What is involved during the anal fissure operation and the recovery after surgery?

By | July 1, 2017

Different types of surgery may be done to treat anal fissures, such as lateral internal sphincterotomy, fissurectomy, and advancement flaps.  The procedure may be repeated similarly or differently depending on the advice of the surgeon once the condition does persist.  Skin around the anal fissure and internal anal sphincter muscles are involved in these kinds of surgeries; hence, pain around the anus, especially when going to the toilet, is normal a few days after any of the surgery.

To relax the internal anal sphincter, a small cut usually on the left or right side of the anus—from the distal most end of the anal verge which extends into the anal canal—is made by the surgeon in lateral internal sphincterotomy.  There are doctors who prefer to cut the fissure during this procedure for lesser scarring and a decreased chance of stenosis when the wound heals.  This procedure, although not always recommended for childbearing women and people with chronic diarrhea, is the common procedure used by the surgeons which heal anal fissures most of the time.

On the other hand, lateral internal sphincterotomy has 93% to 97% of fissures heal, with low recurrence of the anal fissure from 0% to 3%.

Another procedure called anal surgical stretch may also help alleviate pain and heal fissure; however, it is traumatic and only 72% of the fissures heal and 20% resulting to incontinence.  This procedure is now less practiced by surgeons to treat anal fissures.  After surgery, when the body still has difficulty in controlling evacuative functions which result to leakage of stool, fissurectomy may be advised by the surgeon, wherein the fissure will allow to heal on its own by removing all the damaged skin around it.

When the fissure does not heal, a section of a healthy skin from anal lining may replace the broken skin in the fissure.  This latter procedure is known as advancement flaps or dermal flap coverage which reduce complication after surgery.

It is normal to develop anal incontinence and postsurgical pain after lateral internal sphincterotomy.  Sometimes, there is even difficulty in controlling gas.  Fecal soiling (when the stool stains the underwear) and fecal loss (which will require immediate changing of the underwear) may also result after the surgery, but the chances are low, with only 8% and 1% respectively of large series of patients followed for a mean of five years.

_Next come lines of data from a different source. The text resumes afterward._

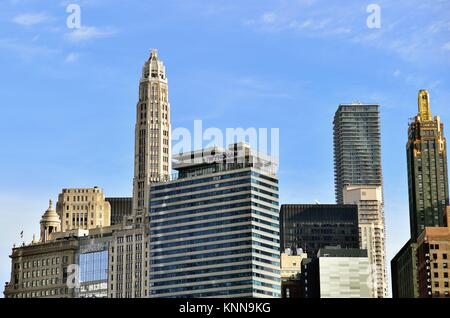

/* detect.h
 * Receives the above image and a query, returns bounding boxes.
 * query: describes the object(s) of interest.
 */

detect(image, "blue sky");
[0,0,450,296]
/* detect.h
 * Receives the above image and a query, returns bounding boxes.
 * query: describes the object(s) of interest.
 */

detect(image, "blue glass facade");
[150,168,280,298]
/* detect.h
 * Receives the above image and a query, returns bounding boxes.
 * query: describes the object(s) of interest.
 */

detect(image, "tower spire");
[418,89,433,121]
[133,49,171,215]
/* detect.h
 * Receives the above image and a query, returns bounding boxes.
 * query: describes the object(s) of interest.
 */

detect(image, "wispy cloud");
[0,39,59,59]
[12,13,48,26]
[442,42,450,51]
[64,52,80,63]
[66,26,117,42]
[243,0,450,63]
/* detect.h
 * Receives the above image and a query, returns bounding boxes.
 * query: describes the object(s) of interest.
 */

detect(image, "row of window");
[152,279,280,295]
[151,209,278,228]
[14,256,69,269]
[22,277,61,288]
[22,267,59,279]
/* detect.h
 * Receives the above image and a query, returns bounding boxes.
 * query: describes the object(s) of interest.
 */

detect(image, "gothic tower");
[133,49,171,215]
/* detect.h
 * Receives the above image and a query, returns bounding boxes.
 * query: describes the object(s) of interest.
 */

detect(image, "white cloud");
[12,13,48,26]
[261,12,276,24]
[66,26,116,42]
[65,52,80,63]
[442,42,450,51]
[0,39,59,60]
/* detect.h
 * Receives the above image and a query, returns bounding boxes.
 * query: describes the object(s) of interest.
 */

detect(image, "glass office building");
[150,144,280,298]
[333,103,383,204]
[78,243,108,298]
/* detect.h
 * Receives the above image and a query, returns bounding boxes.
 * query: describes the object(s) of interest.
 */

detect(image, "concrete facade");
[56,187,111,232]
[343,186,388,298]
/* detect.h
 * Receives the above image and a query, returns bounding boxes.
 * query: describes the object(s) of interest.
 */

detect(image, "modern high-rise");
[417,207,450,298]
[391,240,419,298]
[406,90,449,241]
[105,197,133,225]
[133,49,171,215]
[302,247,374,298]
[344,186,388,298]
[56,187,111,232]
[391,90,449,298]
[150,144,281,298]
[334,103,383,204]
[280,204,359,257]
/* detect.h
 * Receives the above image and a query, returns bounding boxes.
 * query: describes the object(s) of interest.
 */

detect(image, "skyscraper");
[150,144,281,298]
[133,49,171,215]
[334,104,383,204]
[280,204,359,257]
[302,247,374,298]
[108,49,171,298]
[56,187,111,232]
[391,90,448,298]
[417,207,450,298]
[334,103,387,297]
[344,186,388,298]
[406,90,449,241]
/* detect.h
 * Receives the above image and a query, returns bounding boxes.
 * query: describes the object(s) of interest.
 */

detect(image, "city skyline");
[0,1,449,298]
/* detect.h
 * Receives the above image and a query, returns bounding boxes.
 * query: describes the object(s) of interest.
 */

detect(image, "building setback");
[56,187,111,232]
[150,144,281,298]
[302,247,373,298]
[344,186,388,298]
[333,104,383,204]
[280,204,359,256]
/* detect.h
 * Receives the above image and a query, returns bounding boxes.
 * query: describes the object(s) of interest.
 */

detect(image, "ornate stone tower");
[40,200,61,243]
[406,90,449,242]
[133,49,171,215]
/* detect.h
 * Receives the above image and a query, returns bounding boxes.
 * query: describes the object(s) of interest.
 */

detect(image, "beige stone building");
[280,249,307,280]
[133,49,171,214]
[108,49,172,298]
[108,217,150,298]
[56,187,111,232]
[417,207,450,298]
[343,185,388,298]
[4,201,79,298]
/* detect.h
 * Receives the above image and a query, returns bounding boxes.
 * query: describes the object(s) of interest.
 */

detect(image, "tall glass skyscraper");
[280,204,359,257]
[334,104,383,204]
[334,103,387,298]
[150,144,281,298]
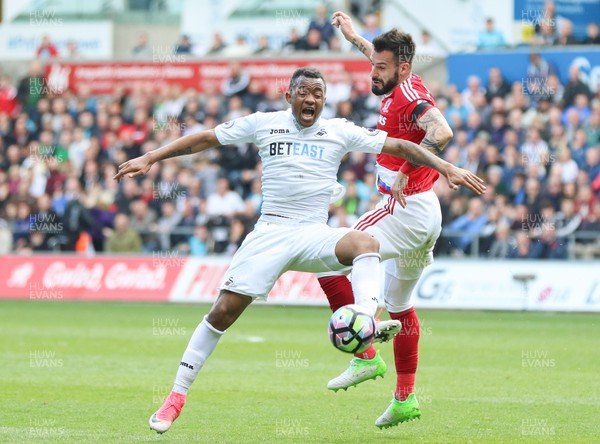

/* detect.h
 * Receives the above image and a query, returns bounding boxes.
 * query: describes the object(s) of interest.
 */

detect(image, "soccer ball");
[329,304,375,353]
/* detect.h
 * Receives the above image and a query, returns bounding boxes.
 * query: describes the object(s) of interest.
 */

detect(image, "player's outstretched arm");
[331,11,373,60]
[417,107,453,156]
[113,129,220,181]
[381,137,485,194]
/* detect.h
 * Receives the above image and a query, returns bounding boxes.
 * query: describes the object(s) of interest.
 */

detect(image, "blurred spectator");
[583,107,600,146]
[307,4,334,49]
[281,28,306,53]
[582,22,600,45]
[35,35,58,60]
[156,200,181,251]
[131,32,152,59]
[189,225,209,257]
[508,231,542,259]
[206,32,227,55]
[0,74,18,117]
[221,62,250,97]
[488,223,512,259]
[540,224,567,259]
[63,178,96,251]
[527,52,556,93]
[485,68,510,103]
[556,198,581,237]
[106,213,142,253]
[477,17,506,49]
[535,0,558,36]
[254,34,272,56]
[302,28,328,51]
[575,201,600,259]
[563,65,592,108]
[64,40,83,60]
[554,19,579,46]
[447,197,487,253]
[416,29,446,57]
[17,60,46,111]
[533,20,558,46]
[219,34,252,58]
[175,34,193,54]
[462,76,485,110]
[360,14,383,42]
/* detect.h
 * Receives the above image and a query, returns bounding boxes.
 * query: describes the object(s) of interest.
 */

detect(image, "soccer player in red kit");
[319,12,462,428]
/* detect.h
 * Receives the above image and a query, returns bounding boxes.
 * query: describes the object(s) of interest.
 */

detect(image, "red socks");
[319,276,354,311]
[319,276,377,359]
[390,307,421,401]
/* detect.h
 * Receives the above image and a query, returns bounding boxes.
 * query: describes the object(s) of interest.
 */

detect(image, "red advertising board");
[46,57,371,94]
[0,256,179,301]
[0,254,326,304]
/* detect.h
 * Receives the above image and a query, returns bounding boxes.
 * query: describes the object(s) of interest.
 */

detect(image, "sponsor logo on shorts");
[179,361,194,370]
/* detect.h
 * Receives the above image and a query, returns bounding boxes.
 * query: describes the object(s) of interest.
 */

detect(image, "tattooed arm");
[381,137,485,196]
[331,11,373,60]
[113,130,221,181]
[417,107,452,156]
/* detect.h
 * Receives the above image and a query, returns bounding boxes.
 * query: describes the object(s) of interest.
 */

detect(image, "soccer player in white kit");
[115,68,481,433]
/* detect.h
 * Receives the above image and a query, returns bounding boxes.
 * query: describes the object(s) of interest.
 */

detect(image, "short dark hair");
[290,67,327,93]
[373,28,415,66]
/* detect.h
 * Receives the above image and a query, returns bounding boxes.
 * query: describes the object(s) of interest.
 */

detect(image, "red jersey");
[377,74,439,196]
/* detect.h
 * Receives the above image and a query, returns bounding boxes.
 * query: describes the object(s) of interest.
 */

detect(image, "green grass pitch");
[0,300,600,444]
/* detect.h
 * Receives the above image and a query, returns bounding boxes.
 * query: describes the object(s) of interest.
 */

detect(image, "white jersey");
[215,109,387,223]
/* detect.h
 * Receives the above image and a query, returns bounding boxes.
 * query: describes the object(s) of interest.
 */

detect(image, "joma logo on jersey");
[269,142,325,159]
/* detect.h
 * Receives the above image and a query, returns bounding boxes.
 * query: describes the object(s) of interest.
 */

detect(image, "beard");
[371,73,399,96]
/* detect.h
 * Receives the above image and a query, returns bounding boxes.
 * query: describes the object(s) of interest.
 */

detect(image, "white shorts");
[319,191,442,313]
[219,216,352,299]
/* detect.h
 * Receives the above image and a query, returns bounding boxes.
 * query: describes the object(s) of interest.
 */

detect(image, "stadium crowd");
[0,54,600,258]
[0,2,600,259]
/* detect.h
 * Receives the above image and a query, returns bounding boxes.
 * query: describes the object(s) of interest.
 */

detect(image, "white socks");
[173,316,225,395]
[352,253,381,316]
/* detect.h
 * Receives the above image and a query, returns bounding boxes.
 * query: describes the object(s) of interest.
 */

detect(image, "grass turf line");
[0,300,600,443]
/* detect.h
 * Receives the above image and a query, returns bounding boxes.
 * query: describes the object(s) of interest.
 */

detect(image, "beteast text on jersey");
[269,142,325,159]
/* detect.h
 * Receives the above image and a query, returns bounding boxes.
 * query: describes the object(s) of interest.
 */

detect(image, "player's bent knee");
[335,231,379,265]
[355,231,379,256]
[206,290,252,331]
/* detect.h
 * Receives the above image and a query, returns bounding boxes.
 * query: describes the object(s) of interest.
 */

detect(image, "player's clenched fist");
[331,11,356,40]
[113,155,153,181]
[446,165,486,194]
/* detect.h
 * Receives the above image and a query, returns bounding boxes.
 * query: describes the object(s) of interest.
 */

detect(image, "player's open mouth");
[302,108,315,119]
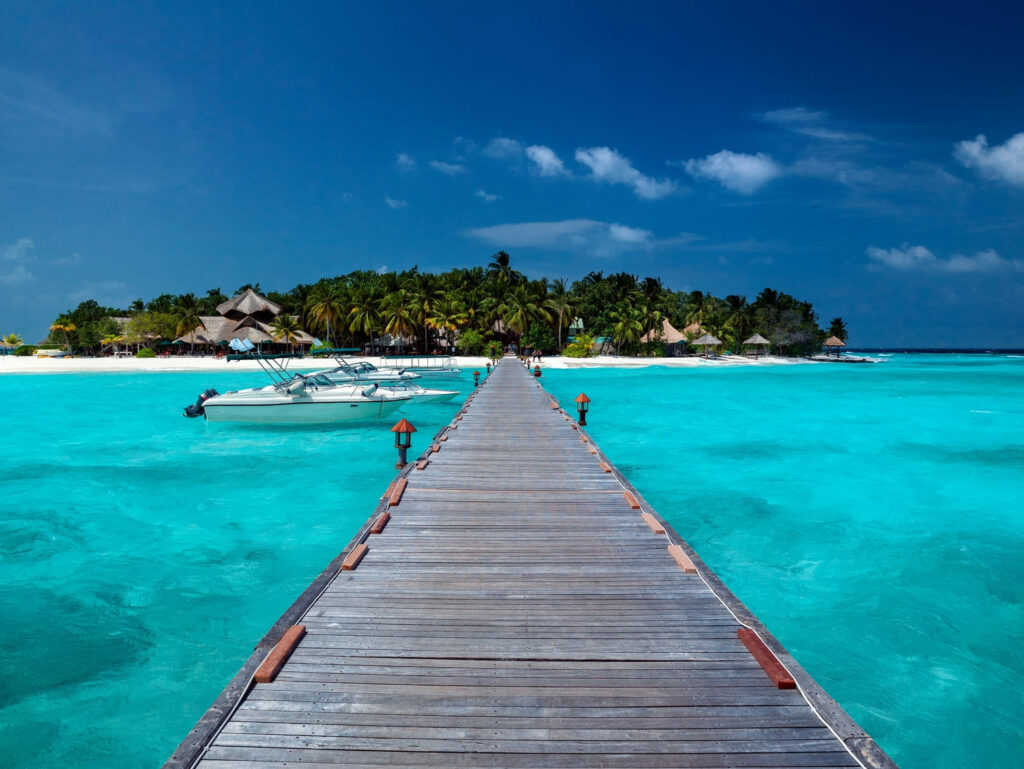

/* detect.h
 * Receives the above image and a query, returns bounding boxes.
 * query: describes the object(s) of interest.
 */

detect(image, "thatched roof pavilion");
[174,289,313,346]
[743,334,771,357]
[825,337,846,357]
[690,334,722,355]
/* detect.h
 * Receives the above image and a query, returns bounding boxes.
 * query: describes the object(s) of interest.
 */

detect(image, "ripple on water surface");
[545,355,1024,769]
[0,373,471,769]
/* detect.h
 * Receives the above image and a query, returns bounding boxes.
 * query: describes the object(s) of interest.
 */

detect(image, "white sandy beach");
[0,355,813,375]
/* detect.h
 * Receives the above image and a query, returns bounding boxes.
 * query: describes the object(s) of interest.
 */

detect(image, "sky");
[0,0,1024,347]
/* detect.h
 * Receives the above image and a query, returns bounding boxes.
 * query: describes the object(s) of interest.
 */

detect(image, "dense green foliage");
[50,252,847,355]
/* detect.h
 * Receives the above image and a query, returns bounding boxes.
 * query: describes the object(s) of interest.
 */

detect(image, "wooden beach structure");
[165,358,895,769]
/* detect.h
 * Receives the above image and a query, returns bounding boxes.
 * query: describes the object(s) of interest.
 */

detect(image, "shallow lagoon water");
[545,355,1024,769]
[0,355,1024,769]
[0,373,472,769]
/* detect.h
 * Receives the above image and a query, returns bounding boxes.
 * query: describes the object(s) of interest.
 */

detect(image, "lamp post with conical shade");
[391,419,416,470]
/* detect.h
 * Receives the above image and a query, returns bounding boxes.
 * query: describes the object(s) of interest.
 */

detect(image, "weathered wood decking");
[166,360,894,769]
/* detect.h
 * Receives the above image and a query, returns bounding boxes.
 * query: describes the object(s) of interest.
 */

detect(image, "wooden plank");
[370,510,391,535]
[669,545,697,574]
[640,513,663,536]
[341,543,370,571]
[253,625,306,684]
[736,628,797,689]
[388,478,409,507]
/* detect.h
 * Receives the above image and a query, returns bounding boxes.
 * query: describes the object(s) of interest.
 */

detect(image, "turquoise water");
[545,355,1024,769]
[0,355,1024,769]
[0,373,472,769]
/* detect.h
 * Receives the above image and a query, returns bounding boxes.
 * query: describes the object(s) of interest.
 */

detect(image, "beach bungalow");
[825,337,846,357]
[743,334,770,358]
[690,334,722,357]
[174,289,313,349]
[640,318,686,357]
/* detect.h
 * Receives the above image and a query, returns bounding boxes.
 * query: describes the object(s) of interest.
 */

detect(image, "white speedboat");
[321,358,420,387]
[381,381,459,403]
[184,348,413,425]
[201,375,412,425]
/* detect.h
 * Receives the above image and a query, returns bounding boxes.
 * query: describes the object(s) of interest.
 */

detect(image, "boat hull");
[204,399,409,425]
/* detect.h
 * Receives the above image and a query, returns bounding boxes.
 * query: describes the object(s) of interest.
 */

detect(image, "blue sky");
[0,2,1024,346]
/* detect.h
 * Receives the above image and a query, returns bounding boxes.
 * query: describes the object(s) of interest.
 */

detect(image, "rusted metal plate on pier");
[167,360,893,769]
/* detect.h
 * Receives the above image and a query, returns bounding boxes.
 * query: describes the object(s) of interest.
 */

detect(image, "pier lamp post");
[575,392,590,427]
[391,419,416,470]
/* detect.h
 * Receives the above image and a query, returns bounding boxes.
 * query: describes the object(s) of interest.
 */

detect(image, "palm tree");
[305,283,346,346]
[427,292,469,351]
[270,312,301,352]
[348,288,381,347]
[487,251,522,286]
[545,277,577,352]
[50,318,78,352]
[501,286,551,348]
[828,317,849,342]
[608,303,643,355]
[381,289,419,350]
[402,270,437,355]
[174,294,206,355]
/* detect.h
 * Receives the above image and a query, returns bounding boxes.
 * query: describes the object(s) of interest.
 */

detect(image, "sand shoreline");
[0,355,814,375]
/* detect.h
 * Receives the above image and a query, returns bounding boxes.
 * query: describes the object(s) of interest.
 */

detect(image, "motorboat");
[381,380,459,403]
[184,340,413,425]
[321,358,420,387]
[201,375,413,425]
[381,355,462,376]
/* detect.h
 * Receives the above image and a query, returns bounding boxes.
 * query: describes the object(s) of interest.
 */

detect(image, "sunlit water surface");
[544,355,1024,769]
[0,355,1024,769]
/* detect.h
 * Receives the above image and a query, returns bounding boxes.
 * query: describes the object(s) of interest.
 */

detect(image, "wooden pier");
[165,359,895,769]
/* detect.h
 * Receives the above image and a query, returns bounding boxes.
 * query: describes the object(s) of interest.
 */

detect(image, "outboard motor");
[184,387,218,417]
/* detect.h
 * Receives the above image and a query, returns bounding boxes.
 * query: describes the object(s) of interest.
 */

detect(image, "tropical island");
[0,251,847,357]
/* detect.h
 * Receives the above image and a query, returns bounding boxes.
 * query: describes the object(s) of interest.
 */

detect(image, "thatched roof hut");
[690,334,722,355]
[743,334,771,357]
[825,337,846,357]
[640,318,686,344]
[174,289,313,345]
[217,289,284,322]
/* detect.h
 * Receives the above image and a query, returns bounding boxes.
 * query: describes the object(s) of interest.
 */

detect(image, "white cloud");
[0,264,36,286]
[430,160,466,176]
[526,144,569,176]
[481,136,522,160]
[53,252,82,267]
[685,149,782,195]
[608,224,654,245]
[953,133,1024,187]
[866,243,1024,274]
[757,106,871,141]
[575,146,676,200]
[3,238,36,262]
[466,219,655,256]
[0,238,36,286]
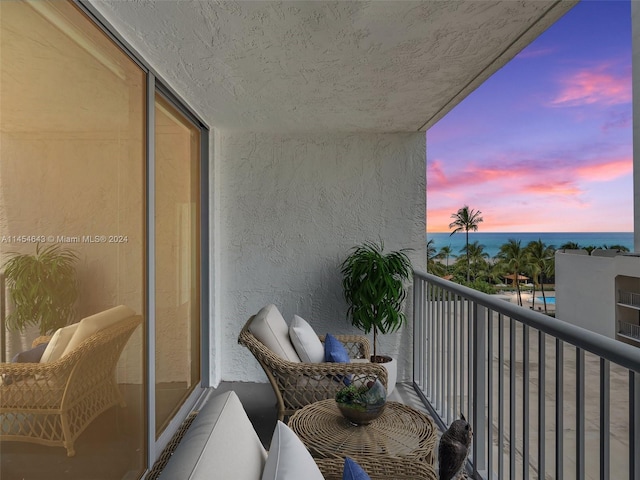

An anaesthetic is used during the surgery which will affect the person; therefore, rest is required and the patient is prohibited to drive, drink alcohol, or even sign anything, for coordination and awareness may be detrimentally affected by the anaesthesia.  Painkillers may be given to the patient, but as all medicines to be taken, it will be necessary to consult first the doctor or the pharmacist.

Drinking lots of water, taking fiber supplements, or eating high-fiber foods, such as fruits, vegetables, and cereals, may be advised by doctors for easier bowel movement.  Laxatives may also be given to avoid constipation. Washing gently after the defecation with soap and water should help. Use wet wipes for proper cleansing if there are no soap and water.